Deshalb plädiere ich, der ich – die Einstiegsdroge bei Männern ist das Rasierwasser – diesen Parfümblödsinn zugegebenermaßen natürlich auch in der überwiegenden Zeit meines Lebens mitgemacht habe, für einen kollektiven Selbstversuch. Lassen wir doch einmal die zusätzlichen Nasengeschmacksverstärker – bei unserer Nahrung wollen wir doch auch wieder zum eigentlichen Geschmack der Produkte vordringen und kämpfen richtigerweise zumindest gegen egalisierende künstliche Würzmaßnahmen – weg. Trauen wir uns, nur sauber zu sein und ansonsten nach uns selbst zu riechen. Vielleicht steckt viel mehr hinter dieser eventuell sogar etwas einfältig klingen mögenden Idee. Was wäre zum Beispiel, wenn wir so unser Gegenüber wieder viel besser und authentischer wahrnähmen, seinem Wesen, seinem Kern wieder näherkämen. Hat unsere soziale Kälte, unsere zunehmende Unfähigkeit, direkt miteinander zu kommunizieren und uns vorallem zu verstehen, vielleicht auch mit dem undefinierbaren Geruchswirrwarr zu tun, der alles umgibt und uns nicht mehr richtig zusammenkommen läßt? Blühen die Partnersuchportale im Internet auch deshalb, weil sich eine wahre Erkenntnis über den anderen nicht mehr sinnlich, sondern, wenn überhaupt, nur noch über das Wort gewinnen läßt, weil das animalisch-olfaktorische Selbst bis zur Unkenntlichkeit zugekleistert ist, so daß über die Nase der persönliche Fingerabdruck nicht mehr wahrnehmbar ist? Wir wissen also wahrscheinlich gar nicht mehr genau, ob wir einander gut oder nicht riechen können. Die Wissenschaft sagt wohl, daß keine noch so große Duftwolke unseren Sensus für den eigentlichen Geruch des Anderen letztlich von seinem Funktionieren abhalten kann. Trotzdem wird immer eine Irritation und Verzögerung der Wahrnehmung die Folge sein, und selbst wenn das tatsächlich nicht so sein sollte, dann machte das Einsprühen mit duftenden Wässerchen noch weniger Sinn, weil es unser eigenes Odeur nicht an seiner Wirkung hindern kann, wir also bleiben, wer wir sind. Nach meiner Erinnerung hat Otto Waalkes in irgendeinem Zusammenhange sinngemäß den Blödel-Spruch kreiert: „Und da saß ich wieder ganz alleine im Bus, weil ich Paral genommen hatte.“.

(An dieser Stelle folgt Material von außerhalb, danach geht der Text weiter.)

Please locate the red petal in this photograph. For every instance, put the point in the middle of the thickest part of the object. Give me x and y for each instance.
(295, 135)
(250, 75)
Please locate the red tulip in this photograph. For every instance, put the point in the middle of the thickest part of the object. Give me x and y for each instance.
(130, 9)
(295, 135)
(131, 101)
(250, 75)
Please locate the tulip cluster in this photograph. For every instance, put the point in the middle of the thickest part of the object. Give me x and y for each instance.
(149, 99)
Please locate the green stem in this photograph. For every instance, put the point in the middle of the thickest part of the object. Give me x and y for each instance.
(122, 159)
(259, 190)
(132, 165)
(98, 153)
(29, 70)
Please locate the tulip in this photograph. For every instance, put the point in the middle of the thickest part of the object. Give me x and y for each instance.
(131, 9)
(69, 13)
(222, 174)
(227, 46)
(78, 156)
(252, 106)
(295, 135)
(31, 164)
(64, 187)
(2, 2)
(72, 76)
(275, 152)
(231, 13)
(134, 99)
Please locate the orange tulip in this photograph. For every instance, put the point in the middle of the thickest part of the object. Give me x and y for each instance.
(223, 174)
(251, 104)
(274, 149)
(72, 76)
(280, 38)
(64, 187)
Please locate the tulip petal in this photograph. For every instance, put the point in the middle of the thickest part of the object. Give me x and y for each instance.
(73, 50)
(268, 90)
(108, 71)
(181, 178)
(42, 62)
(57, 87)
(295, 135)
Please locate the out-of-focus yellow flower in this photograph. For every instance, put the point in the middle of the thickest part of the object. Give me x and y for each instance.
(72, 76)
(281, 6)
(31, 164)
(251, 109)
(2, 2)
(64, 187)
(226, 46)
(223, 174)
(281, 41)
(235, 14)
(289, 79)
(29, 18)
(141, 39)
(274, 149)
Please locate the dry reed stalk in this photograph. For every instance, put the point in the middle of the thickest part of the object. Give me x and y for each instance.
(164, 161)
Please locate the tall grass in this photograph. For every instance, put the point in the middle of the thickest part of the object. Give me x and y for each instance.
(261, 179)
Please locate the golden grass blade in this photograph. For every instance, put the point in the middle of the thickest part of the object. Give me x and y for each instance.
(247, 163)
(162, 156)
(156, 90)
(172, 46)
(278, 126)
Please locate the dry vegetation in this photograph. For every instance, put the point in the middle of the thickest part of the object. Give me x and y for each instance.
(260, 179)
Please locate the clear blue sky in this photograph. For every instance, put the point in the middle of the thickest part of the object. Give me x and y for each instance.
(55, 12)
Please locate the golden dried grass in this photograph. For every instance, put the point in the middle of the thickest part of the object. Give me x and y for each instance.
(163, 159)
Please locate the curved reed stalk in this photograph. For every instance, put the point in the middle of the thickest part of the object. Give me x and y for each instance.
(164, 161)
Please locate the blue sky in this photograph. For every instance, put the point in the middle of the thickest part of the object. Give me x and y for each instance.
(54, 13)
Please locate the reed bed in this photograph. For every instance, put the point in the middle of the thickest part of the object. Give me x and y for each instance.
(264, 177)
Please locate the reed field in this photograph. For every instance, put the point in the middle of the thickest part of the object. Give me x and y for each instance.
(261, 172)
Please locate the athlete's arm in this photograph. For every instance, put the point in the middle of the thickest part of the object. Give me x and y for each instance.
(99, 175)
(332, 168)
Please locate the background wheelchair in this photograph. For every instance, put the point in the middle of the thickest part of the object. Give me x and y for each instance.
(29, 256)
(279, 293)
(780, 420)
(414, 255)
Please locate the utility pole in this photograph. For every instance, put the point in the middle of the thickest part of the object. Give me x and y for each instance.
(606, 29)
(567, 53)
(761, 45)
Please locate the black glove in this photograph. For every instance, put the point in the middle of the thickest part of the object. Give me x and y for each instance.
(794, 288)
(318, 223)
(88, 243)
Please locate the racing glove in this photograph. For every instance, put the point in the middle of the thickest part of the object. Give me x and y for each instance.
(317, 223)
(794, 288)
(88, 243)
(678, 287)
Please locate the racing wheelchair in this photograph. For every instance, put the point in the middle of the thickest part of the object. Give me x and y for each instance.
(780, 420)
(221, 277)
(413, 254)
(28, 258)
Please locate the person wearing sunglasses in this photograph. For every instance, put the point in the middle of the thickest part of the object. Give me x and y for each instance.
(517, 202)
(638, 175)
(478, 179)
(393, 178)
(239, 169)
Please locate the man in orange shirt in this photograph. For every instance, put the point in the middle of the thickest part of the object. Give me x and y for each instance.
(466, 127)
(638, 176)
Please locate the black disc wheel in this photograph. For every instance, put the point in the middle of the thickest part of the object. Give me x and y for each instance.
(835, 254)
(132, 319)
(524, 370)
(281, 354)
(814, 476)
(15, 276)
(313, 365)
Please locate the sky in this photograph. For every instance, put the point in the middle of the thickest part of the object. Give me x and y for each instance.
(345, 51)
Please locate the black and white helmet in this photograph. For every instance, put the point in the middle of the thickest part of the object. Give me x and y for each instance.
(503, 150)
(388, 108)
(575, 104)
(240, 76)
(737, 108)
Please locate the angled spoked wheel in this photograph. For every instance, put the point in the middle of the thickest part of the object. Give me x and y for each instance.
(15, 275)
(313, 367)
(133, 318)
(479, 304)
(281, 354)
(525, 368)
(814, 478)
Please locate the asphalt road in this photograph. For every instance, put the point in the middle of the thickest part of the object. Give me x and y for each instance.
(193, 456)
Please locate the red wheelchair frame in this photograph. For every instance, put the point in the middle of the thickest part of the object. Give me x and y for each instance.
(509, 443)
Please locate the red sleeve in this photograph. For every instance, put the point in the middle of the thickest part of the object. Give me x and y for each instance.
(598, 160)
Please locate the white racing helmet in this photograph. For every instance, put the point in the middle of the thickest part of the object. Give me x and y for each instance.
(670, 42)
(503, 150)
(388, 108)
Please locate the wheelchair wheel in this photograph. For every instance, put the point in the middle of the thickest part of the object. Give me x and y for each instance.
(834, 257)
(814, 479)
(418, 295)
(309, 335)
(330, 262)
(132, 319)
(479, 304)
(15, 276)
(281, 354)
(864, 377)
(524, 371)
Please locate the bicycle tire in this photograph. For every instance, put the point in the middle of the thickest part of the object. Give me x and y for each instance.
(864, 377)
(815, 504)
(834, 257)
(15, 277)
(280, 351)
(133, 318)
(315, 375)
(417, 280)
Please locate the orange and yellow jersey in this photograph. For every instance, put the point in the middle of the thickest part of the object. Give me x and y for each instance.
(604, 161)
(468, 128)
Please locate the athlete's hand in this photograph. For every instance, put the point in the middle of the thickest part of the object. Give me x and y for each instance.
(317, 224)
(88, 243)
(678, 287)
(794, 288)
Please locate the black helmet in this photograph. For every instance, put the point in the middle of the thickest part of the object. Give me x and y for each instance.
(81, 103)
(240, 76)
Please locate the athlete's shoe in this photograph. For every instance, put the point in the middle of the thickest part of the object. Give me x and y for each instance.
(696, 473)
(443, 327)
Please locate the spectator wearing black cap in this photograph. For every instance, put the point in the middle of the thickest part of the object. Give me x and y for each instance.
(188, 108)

Da hat der Komiker möglicherweise ein großes Wort gelassen ausgesprochen. Seit einiger Zeit bin ich übrigens bei dem von mir vorgeschlagenen Experiment selbst dabei, und bisher hatte ich zumindest nicht den Eindruck, deshalb gemieden zu werden oder meine Umwelt zu belästigen. Aber eine einseitige Demaskierung hilft nur den anderen. Haben wir also den Mut, zu uns zu stehen, vielleicht wissen wir dann wieder besser voneinander, wo und wie wir uns befinden.

Gute Nacht!

Ihr/Euer Wolf

P. S.: Was nimmt die AfD eigentlich für ein Parfüm, daß mit ihr selbst im Wahlkampf kaum einer etwas zu tun haben will? „œuf isolé“ by „Adolphe“?